Bill Gates emails the troops for Microsoft's 40th anniversary

Kip Kniskern

Bill Gates emails the troops on Microsoft's 40th anniversary

Tomorrow marks Microsoft’s official 40th anniversary.  Bill Gates and Paul Allen started their tiny company on April 4th, 1975, setting up shop in Albuquerque, New Mexico, the home of MITS, makers of the Altair 8800 computer.  Their little company produced a BASIC interpreter for the Altair, which they demoed to MITS in March of 1975 and officially started Microsoft shortly thereafter.

Fast forward a few years and more than a few billion dollars later, and Microsoft is about to begin its 40th year in what may be its most ambitious, and scariest period in a long time.
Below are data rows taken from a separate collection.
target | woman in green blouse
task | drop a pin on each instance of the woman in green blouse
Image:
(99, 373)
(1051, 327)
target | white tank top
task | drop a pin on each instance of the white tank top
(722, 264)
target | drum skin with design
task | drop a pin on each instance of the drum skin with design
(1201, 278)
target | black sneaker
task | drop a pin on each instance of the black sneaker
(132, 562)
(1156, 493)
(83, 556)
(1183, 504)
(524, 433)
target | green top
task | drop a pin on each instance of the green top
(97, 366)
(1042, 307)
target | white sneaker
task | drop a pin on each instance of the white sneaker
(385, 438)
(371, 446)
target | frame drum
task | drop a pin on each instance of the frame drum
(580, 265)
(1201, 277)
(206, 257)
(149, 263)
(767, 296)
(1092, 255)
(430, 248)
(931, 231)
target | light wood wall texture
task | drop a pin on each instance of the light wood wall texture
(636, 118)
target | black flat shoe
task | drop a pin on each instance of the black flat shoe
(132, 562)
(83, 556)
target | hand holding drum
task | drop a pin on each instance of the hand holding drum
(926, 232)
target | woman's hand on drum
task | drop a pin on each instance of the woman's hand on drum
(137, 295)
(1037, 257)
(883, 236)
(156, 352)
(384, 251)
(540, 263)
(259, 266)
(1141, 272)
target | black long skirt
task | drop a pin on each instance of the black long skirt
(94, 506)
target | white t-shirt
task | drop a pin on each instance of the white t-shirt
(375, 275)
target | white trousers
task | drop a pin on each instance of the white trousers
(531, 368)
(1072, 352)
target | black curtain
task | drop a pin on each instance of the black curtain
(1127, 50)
Microsoft is placing big bets on Windows 10 and Universal Apps, in an attempt to win back some of the cachet it’s lost by missing on mobile, on tablets, and in search, three of the biggest tech industries powering the landscape today.

Bill Gates

In an email to company employees today, Microsoft founder Bill Gates, who still has a role in the company as a technical advisor to CEO Satya Nadella, spent more time talking about the future than the past.  Citing the likes of Cortana, Skype Translator, and HoloLens, Gates said that Microsoft has “the resources and drive to solve tough problems.  We are engaged in every facet of modern computing, and have the deepest commitment to research in the industry”.

Gates points out that the technology landscape is still changing quickly, with computing evolving faster now than it ever has before, to where, “in a multi-platform world, … computing will become every more pervasive”. 

Indeed, although tech pundits have been quick to declare winners and losers, Microsoft may well yet find itself positioned well for the next generations of computing, even though it missed a cycle or two.  It’s one of only a handful of companies able to deliver on mass-scale cloud storage, and is pulling its cross device and cross platform act together.

Will Cortana and Windows 10 and the next generation of Lumia devices be enough to propel Microsoft into this new multi-platform world?